I’ve got so used to living in this house that breakfast is normally eaten dressed this way, curled up in the cozy main room on the couch in a fluffy robe. Sylvana comes to breakfast dressed the same way and always with a huge grin on her happy morning face.

I’ve seen Giovanni, briefly, he’s always impeccably dressed; never caught him wearing anything less than a shirt, waistcoat, pants, and shoes. The man must rise at dawn and always that same cool controlled demeanor, never a hint of relaxed softness or harshness either; just being Giovanni.

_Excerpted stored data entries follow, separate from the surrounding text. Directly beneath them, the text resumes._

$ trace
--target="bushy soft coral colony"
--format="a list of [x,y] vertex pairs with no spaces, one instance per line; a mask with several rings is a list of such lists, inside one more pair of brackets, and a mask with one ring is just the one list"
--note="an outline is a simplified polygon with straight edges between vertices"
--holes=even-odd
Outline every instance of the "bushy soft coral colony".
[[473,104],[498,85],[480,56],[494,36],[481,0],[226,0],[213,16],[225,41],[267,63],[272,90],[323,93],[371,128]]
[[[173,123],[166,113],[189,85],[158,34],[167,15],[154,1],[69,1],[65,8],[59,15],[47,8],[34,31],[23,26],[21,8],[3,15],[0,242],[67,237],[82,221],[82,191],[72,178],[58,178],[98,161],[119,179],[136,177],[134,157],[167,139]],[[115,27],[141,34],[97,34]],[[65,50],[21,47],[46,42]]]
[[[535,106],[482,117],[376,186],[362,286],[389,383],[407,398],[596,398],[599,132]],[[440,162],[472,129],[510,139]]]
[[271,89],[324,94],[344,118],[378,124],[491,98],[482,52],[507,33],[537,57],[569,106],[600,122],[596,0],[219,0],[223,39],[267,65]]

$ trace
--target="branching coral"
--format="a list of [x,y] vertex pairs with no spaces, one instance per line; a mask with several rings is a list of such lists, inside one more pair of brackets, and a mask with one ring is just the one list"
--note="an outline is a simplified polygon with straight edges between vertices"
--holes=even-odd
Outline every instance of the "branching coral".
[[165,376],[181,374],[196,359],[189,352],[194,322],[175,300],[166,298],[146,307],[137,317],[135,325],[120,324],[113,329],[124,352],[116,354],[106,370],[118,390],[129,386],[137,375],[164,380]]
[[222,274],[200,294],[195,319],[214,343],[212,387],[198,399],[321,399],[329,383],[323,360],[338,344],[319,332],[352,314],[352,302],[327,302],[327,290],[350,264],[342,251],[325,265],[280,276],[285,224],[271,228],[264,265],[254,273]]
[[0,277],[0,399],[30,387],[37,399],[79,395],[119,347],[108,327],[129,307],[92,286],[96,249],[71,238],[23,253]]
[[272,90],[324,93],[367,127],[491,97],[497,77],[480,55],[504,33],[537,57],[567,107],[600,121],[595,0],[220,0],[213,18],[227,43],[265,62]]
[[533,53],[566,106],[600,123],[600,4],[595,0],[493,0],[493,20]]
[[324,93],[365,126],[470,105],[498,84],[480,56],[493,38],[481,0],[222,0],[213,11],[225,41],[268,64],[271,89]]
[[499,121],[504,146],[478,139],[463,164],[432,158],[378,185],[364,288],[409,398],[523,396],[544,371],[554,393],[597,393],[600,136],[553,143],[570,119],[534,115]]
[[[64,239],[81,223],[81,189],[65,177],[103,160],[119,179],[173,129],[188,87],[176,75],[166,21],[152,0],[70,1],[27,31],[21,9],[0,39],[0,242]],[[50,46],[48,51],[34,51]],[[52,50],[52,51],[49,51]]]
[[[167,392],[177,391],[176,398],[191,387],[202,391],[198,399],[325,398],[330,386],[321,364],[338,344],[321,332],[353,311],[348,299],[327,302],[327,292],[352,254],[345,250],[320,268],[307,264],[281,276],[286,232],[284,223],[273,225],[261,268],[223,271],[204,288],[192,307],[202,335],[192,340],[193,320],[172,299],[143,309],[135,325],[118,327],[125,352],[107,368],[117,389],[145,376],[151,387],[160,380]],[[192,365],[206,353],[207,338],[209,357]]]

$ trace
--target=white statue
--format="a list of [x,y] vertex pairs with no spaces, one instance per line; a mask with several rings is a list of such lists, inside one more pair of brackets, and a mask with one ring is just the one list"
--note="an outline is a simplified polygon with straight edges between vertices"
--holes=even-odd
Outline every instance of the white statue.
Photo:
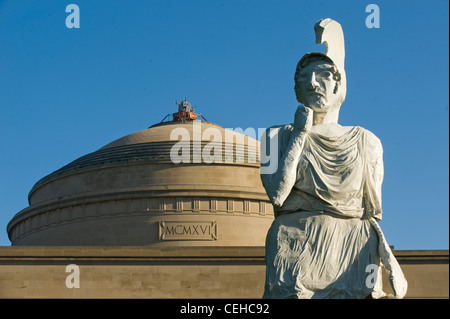
[[318,21],[315,31],[326,53],[308,53],[297,65],[294,123],[270,128],[261,143],[262,154],[278,146],[270,154],[278,169],[261,166],[276,217],[266,240],[264,298],[386,297],[382,264],[393,297],[402,298],[407,282],[377,223],[382,145],[362,127],[338,124],[344,36],[331,19]]

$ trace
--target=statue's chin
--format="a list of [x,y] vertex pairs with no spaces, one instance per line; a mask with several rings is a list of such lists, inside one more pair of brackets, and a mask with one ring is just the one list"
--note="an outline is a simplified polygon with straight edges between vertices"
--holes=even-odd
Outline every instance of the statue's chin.
[[331,110],[331,105],[322,104],[322,103],[313,103],[310,105],[306,105],[310,109],[312,109],[314,112],[318,113],[326,113],[329,110]]
[[336,100],[326,102],[323,100],[319,100],[317,102],[307,103],[305,104],[305,106],[309,107],[315,113],[328,113],[330,111],[339,110],[340,103],[338,103]]

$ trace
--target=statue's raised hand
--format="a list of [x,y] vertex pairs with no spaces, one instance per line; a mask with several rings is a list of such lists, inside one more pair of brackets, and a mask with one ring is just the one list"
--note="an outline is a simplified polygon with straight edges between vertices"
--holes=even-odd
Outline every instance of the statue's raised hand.
[[313,123],[313,110],[309,107],[299,105],[295,112],[294,130],[299,132],[307,132],[311,129]]

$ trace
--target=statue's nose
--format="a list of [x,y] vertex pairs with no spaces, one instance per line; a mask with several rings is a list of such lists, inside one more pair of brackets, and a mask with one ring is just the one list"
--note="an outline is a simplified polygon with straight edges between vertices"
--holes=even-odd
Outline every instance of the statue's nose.
[[317,82],[316,74],[314,72],[311,73],[308,80],[308,89],[314,90],[319,86],[319,82]]

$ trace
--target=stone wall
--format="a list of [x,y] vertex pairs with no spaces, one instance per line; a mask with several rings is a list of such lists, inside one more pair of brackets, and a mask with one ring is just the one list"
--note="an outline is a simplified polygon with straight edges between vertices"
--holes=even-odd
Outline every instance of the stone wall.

I can see why Jake and he collide. Giovanni is never demonstrative or outwardly emotional. He’s not touchy or affectionate. Arrick has more of Giovanni’s traits than Jake does, that same cool mature manner and even when girlfriends are here Arrick doesn’t overly pander to them. The odd hand holding, but no real public displays of affection that Jake is always happy to throw around, and no open flirting or cuddly feelings.

Even with his mother, Arrick, is more reserved than

Jake. Jake kisses her on the cheek, hugs her in passing

or walks with her arm in arm. Arrick is like his father, hands in pockets as he stands in a domineering manner

among people, those eyes never missing a beat. Arrick understands his father a lot more than Jake, that much is obvious, and I believe it’s because he’s far more like Giovanni than Jake is.

Giovanni works in the city, so he flies back and forth a lot to be home every night just as he promised his wife, another display of respect and love for Sylvana that Jake doesn’t notice either.

Arrick’s still in education. I’m not sure if that means college or some high-priced university or business school but he seems to come home sporadically, always with a new girl in tow much like the Jake of old. Carrero blood has a lot to answer for and I’ll be damned if this little Carrero gets up to such things … if he’s a boy that is.

Sylvana splits her days between here and her charity, so sometimes she’s home for days and sometimes gone for

days depending on her commitments.

She has gushed at me on occasion at how much she’s looking forward to having little feet running around again and a little face to spoil with kisses. I can imagine her as a grandmother, giving so much love to a new generation of little Carreros. She’s a woman built to love and to keep on loving every child who comes her way and I know she’ll love both mine and Marissa’s child equally.

I have tried to ignore the pain in that statement. Once again realizing that everyone will bond with Marissa’s baby months before mine comes. Ours won’t be the first tiny feet, the first grandchild or even Jake’s first child and that still hurts me to the core. My baby will be second in everything, second to arrive, second to be loved, second to be pampered, but in Jake’s eyes my baby will always be first. My baby will be first to him in every way and I should use that thought to be okay with this. That’s all that matters to me. He will love his other child, but I know his bond with me and living with this child will make a difference to the relationship. Something Marissa hasn’t thought of.

“Come on sexy.” Jake reappears from the bathroom and catches my hand in his, dragging me with him off the bed and through the door in that infuriating bossy manner of his.